Timers and Custom Events

Players in Roblox battle royale with timer script icon

Learning Objectives Students will be able to:
  • Use events to signal the start of a match and trigger a timer.
  • Create custom events and use BindableEvents to send signals between server scripts and module scripts.

Using Bindable Events

With players now in the arena, events can be used to signal the start of the match and the code for the timer can begin. Later, an event can also be used to signal the end of the match, and that it’s time to transition players back to the lobby.

These events aren’t prebuilt, so custom event objects called bindable events will need to be created. Bindable events are often used for player-fired actions and are similar to events like Touched or Changed.

Multiple scripts can listen for the same bindable events. This keeps your code organized and makes it easier to add additional code for the start or end of the match later if needed.

Setup Events for Match Start and End

Start by creating bindable event objects for the start and end of the match. Since bindable events don’t interact with the client, they can be stored in Server Storage.

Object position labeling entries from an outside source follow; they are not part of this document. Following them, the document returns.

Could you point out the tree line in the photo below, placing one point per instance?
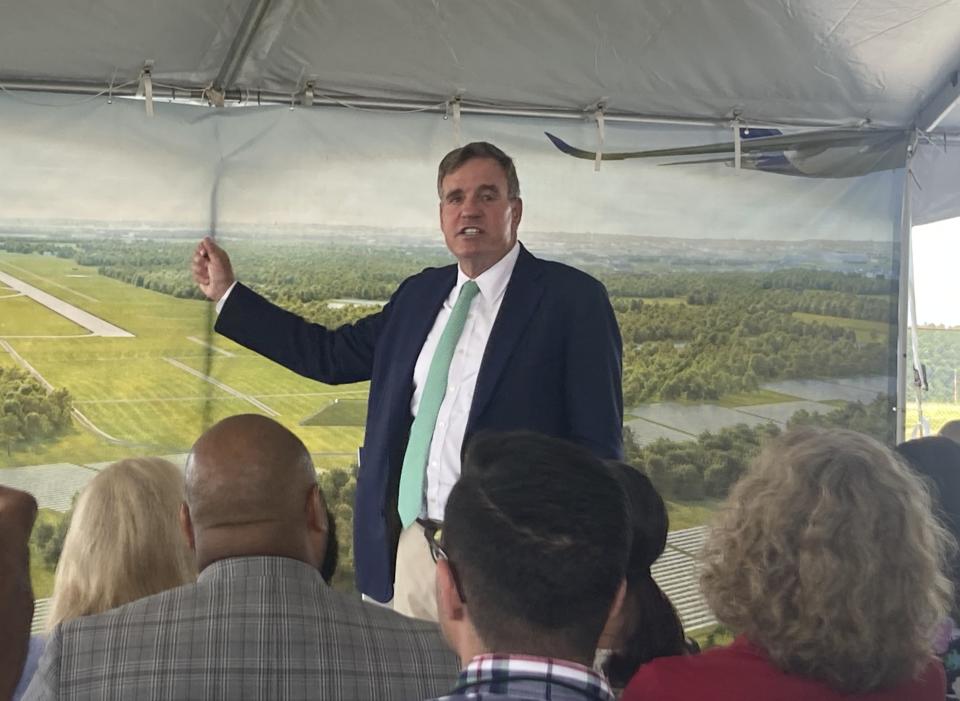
(28, 412)
(710, 465)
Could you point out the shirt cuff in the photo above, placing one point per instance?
(223, 300)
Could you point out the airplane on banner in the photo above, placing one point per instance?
(833, 153)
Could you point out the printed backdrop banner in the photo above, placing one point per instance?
(749, 298)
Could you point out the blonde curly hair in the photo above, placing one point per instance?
(124, 540)
(827, 555)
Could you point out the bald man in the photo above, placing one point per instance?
(260, 623)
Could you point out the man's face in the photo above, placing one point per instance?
(478, 220)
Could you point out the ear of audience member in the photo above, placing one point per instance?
(123, 542)
(828, 563)
(536, 531)
(648, 626)
(18, 510)
(951, 430)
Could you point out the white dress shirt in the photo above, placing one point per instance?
(443, 461)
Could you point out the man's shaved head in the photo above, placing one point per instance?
(249, 482)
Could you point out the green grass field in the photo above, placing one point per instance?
(936, 413)
(866, 331)
(340, 412)
(664, 300)
(760, 396)
(688, 514)
(21, 316)
(130, 389)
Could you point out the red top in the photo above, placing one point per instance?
(742, 672)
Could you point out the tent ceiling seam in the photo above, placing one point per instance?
(198, 94)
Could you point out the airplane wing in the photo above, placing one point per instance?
(808, 141)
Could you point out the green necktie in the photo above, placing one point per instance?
(421, 433)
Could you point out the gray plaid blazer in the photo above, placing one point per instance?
(250, 628)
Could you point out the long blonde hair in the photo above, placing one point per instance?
(124, 540)
(827, 555)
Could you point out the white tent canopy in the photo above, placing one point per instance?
(875, 63)
(826, 64)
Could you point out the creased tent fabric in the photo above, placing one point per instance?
(773, 60)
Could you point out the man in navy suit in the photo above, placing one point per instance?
(538, 349)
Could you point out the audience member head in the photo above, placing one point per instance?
(937, 459)
(17, 513)
(827, 555)
(123, 542)
(648, 626)
(951, 430)
(252, 490)
(536, 538)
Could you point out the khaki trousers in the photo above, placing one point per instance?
(414, 587)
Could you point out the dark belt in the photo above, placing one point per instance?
(430, 528)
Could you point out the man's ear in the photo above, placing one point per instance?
(186, 526)
(609, 636)
(517, 213)
(449, 605)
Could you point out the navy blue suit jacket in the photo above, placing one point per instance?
(552, 365)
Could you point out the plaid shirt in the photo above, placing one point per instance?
(519, 677)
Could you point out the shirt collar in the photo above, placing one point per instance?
(493, 281)
(565, 679)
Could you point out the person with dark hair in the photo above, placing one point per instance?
(501, 340)
(937, 460)
(531, 561)
(260, 622)
(648, 625)
(18, 510)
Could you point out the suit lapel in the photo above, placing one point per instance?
(519, 303)
(424, 307)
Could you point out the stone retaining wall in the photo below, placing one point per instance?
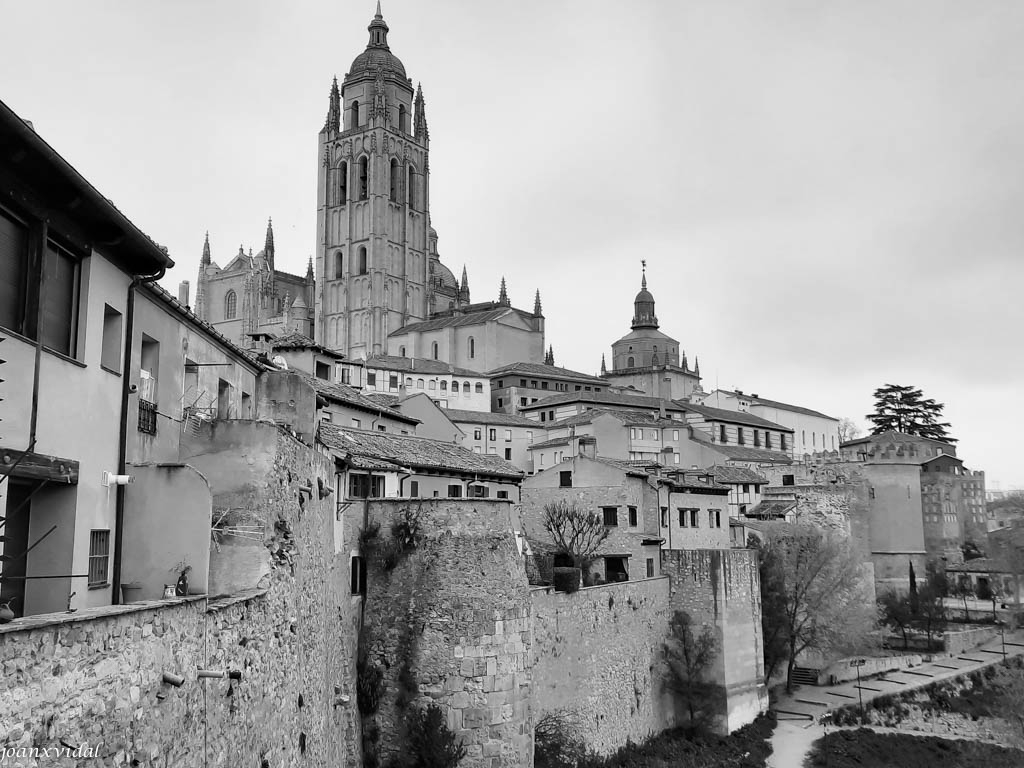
(95, 677)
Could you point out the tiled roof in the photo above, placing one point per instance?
(159, 292)
(732, 417)
(605, 398)
(893, 436)
(418, 366)
(295, 340)
(779, 404)
(416, 453)
(457, 321)
(551, 372)
(735, 474)
(486, 417)
(549, 443)
(770, 511)
(348, 396)
(383, 398)
(741, 453)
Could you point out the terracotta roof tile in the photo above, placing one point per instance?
(417, 453)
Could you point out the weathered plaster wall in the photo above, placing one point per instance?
(597, 654)
(95, 676)
(456, 611)
(167, 522)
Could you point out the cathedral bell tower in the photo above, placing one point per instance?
(373, 204)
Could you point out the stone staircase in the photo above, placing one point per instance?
(805, 676)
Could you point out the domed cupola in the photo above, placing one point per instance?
(643, 311)
(377, 54)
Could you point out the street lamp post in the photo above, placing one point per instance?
(858, 663)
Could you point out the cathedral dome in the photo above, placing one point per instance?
(378, 54)
(371, 58)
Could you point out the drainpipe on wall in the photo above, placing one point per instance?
(119, 515)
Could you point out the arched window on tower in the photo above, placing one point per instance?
(411, 197)
(364, 179)
(395, 181)
(342, 183)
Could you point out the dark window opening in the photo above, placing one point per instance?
(99, 555)
(146, 417)
(615, 569)
(357, 567)
(366, 486)
(110, 356)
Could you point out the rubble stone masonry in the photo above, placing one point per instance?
(94, 677)
(456, 612)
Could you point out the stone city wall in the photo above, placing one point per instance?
(597, 656)
(723, 588)
(95, 677)
(449, 622)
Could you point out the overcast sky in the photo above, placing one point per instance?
(827, 195)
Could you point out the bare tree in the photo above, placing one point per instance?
(827, 607)
(848, 430)
(688, 655)
(576, 531)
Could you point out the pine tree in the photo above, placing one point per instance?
(903, 409)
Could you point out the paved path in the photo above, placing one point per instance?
(799, 713)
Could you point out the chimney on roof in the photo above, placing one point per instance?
(588, 446)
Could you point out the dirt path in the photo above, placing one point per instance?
(800, 712)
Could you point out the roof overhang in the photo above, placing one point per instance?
(56, 186)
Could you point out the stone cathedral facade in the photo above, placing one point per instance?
(379, 275)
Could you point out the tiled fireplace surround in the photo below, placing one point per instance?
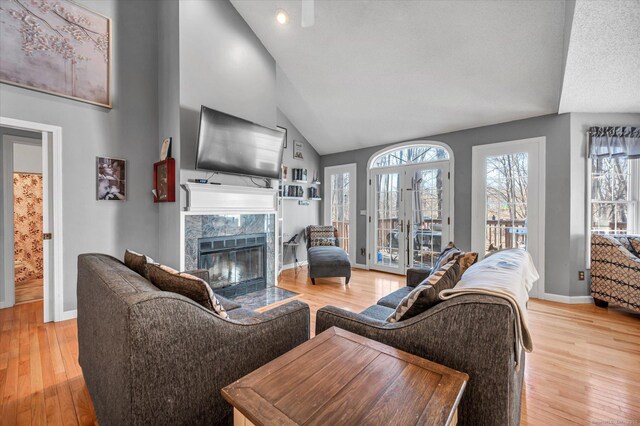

  1. In ServerStorage, create a new folder named Events. In that folder, create two BindableEvents named MatchStart and MatchEnd.

With the events created, they can now be used to code different aspects of the start and end of matches.

Wait for Match End

Right now, when players enter the arena, the intermission keeps restarting rather than beginning the timer. The main game loop needs to be told to stop and wait until the MatchEnd event fires before moving on to the next part of the code.

Events have two built-in functions: Connect() and Wait(). Instead of using Connect() like previously, call Wait() on MatchEnd to pause the game manager script until MatchEnd is fired.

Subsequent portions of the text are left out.